Highlights & Insights¶
- Community-driven dataset design is the most important philosophy in this paper: Three of the authors are members of the Deaf community, and community involvement spanned the selection of the topic, pilot testing, and recruitment. The dataset is focused on real needs (mobile text entry) rather than academic showmanship. This incremental participatory action approach of "solving practical needs before pursuing grander goals" is worth emulating by all HCI/AI researchers.
- The fingerspelling speed on MacKenzie phrases far exceeds mobile typing (65 wpm vs. 36 wpm), with some signers exceeding 100 wpm. This data strongly supports the practical value of a fingerspelling keyboard.
- The bootstrapping data cleaning pipeline cleverly utilizes the model itself as an annotation tool. Although it is less precise than manual annotation, the cost is extremely low and it can be iteratively improved, making it applicable to all remote crowdsourced data collection scenarios.
Limitations & Future Work¶
- The phrase distribution of the dataset is narrow—it only covers engineered addresses, URLs, names, etc., and lacks free text and daily conversation content.
- The handling of capitalization/punctuation is not sufficiently explicit—capitalization is distinguished in only a few scenarios in fingerspelling, but text entry requires it, necessitating more precise collection protocols.
- MediaPipe-based landmark extraction can be unreliable under occlusion and extreme angles; future work should explore direct video modeling.
- The test set still consists of phrases using the same synthetic grammar as the training set; an independent, real-world query test set would more accurately reflect practical performance.
- The number of signers (147 people) is much less than ChicagoFSWild+ (260 people). Although racial/gender diversity is reasonable, it is still biased (males are underrepresented).
Related Work & Insights¶
- vs ChicagoFSWild+: ChicagoFSWild+ crawls low-resolution videos from YouTube, with an average sequence length of only 5.5 characters; FSboard uses high-resolution mobile selfies, with an average sequence length of 21.2 characters. The scale difference is over 10×.

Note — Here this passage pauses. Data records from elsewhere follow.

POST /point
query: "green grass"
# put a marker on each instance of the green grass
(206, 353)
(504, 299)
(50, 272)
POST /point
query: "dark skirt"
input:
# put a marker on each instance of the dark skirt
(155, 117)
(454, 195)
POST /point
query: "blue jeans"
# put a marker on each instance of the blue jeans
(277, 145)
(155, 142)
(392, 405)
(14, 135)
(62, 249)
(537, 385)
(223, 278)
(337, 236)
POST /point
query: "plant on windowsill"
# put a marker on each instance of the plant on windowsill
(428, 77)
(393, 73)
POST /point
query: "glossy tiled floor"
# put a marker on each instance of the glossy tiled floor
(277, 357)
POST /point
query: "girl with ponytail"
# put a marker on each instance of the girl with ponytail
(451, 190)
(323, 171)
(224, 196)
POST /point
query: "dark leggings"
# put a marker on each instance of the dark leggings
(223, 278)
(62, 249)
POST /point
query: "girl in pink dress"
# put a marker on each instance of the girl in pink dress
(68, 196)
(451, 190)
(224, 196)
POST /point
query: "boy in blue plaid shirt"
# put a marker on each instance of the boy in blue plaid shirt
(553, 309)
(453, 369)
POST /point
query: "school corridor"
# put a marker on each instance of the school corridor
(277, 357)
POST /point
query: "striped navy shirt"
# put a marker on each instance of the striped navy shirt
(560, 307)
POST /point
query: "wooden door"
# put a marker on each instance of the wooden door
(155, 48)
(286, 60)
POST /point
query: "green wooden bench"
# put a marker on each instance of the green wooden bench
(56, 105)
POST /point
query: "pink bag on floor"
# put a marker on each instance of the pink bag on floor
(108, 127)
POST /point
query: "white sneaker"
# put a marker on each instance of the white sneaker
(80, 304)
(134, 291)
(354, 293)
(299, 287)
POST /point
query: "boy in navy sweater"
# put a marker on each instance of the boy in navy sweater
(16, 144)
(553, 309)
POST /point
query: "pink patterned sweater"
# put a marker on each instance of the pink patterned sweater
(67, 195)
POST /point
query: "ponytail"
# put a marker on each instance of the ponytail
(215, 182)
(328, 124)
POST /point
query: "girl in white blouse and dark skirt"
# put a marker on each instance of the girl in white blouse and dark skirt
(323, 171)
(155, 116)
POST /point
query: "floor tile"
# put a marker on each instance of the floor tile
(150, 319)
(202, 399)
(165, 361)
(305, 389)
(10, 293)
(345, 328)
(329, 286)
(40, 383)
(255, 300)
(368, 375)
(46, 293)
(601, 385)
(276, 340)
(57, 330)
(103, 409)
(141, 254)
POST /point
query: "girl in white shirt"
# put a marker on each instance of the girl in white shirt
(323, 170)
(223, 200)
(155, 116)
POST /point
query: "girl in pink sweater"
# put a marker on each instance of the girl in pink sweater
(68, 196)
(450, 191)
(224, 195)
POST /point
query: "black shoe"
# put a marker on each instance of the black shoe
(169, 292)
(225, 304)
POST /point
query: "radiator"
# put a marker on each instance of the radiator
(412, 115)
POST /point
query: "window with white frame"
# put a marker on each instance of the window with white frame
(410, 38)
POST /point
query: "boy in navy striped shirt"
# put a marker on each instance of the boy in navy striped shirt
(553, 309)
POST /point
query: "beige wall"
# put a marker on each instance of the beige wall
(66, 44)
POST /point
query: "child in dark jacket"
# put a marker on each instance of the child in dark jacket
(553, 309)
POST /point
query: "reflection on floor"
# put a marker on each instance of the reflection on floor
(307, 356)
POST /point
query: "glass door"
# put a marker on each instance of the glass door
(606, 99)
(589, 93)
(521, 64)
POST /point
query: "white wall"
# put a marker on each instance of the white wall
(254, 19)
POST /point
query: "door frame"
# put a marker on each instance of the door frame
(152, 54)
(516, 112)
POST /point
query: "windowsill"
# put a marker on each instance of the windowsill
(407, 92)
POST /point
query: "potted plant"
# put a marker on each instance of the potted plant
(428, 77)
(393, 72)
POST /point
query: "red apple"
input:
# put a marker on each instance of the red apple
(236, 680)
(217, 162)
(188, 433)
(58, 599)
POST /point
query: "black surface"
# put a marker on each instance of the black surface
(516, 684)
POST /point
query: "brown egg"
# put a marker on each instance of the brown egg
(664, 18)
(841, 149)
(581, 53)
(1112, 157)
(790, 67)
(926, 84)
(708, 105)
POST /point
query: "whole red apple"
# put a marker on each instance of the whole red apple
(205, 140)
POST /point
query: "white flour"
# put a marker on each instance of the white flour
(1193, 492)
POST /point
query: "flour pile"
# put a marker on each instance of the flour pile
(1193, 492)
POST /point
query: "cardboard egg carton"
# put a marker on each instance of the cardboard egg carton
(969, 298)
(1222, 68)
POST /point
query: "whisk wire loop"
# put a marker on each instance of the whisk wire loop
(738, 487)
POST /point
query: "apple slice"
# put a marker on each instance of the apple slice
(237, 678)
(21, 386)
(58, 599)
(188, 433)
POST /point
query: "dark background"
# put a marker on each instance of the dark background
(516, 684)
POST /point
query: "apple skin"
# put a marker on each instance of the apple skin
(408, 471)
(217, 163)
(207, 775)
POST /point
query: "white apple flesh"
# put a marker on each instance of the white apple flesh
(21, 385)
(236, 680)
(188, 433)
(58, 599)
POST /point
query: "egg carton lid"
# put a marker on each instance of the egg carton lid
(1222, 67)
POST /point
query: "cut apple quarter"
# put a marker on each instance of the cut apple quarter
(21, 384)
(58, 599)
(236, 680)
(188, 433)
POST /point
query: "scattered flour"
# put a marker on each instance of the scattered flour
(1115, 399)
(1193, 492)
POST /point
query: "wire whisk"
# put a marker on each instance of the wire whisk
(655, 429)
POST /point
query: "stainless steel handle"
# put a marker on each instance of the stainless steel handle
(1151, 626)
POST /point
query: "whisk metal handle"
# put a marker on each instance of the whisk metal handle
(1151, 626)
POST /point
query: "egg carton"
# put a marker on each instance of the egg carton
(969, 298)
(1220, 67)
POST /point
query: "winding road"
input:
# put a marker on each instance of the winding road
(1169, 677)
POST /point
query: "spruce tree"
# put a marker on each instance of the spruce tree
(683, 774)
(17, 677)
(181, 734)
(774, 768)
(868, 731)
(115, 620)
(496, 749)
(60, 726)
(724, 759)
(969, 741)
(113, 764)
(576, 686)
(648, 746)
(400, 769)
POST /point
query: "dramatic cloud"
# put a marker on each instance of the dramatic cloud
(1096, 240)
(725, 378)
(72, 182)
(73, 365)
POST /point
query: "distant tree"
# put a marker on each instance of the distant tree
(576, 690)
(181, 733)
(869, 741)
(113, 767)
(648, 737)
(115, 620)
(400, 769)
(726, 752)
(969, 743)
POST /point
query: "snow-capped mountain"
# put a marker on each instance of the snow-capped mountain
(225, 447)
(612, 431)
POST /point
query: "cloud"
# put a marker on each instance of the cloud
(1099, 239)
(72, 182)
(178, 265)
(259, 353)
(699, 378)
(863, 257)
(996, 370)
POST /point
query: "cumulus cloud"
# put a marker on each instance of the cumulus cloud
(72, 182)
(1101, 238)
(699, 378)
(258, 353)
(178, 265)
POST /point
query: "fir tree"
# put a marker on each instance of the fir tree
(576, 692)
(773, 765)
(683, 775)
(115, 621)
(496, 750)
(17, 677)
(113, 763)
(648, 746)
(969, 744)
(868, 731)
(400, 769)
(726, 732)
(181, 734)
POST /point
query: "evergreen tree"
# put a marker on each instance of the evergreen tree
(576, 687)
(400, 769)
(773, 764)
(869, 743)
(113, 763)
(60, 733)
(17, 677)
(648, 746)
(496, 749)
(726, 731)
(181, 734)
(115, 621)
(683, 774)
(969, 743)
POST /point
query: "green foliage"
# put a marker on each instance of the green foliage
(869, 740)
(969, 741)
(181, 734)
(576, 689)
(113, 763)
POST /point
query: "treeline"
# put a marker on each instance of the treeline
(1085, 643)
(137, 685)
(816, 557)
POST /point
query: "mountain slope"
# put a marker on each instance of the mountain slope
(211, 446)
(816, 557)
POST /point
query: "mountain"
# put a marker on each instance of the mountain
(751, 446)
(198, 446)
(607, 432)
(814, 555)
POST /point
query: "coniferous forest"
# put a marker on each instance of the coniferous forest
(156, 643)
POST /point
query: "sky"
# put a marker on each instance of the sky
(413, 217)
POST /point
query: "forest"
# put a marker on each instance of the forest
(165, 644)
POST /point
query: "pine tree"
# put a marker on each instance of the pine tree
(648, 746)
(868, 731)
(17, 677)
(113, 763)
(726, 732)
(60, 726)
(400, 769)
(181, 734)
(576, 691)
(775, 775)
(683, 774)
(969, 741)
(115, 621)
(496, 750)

- vs PopSign: PopSign is an educational game dataset for isolated sign recognition with a vocabulary of 250 signs. It differs from the fingerspelling sequence recognition task but shares the Pixel 4A selfie collection method.
- vs ASL Citizen: ASL Citizen focuses on sign language recognition in a dictionary-lookup setting (2731 signs), utilizing top-N retrieval rather than sequence transcription. FSboard's character-level sequence-to-sequence task is more challenging.
Rating¶
- Novelty: ⭐⭐⭐ The core contribution is the dataset rather than methodological innovation, but the scale and design philosophy of the dataset themselves are significant contributions.
- Experimental Thoroughness: ⭐⭐⭐⭐ Comprehensive ablations (frame rate, landmark components, model size, pre-training) and qualitative analyses are provided.
- Writing Quality: ⭐⭐⭐⭐⭐ The paper provides very detailed and responsible accounts of the community background, ethical considerations, and dataset design motivations.
- Value: ⭐⭐⭐⭐ Validated as a valuable resource for ASL fingerspelling recognition and assistive technologies. The community-driven methodology sets an exemplary standard.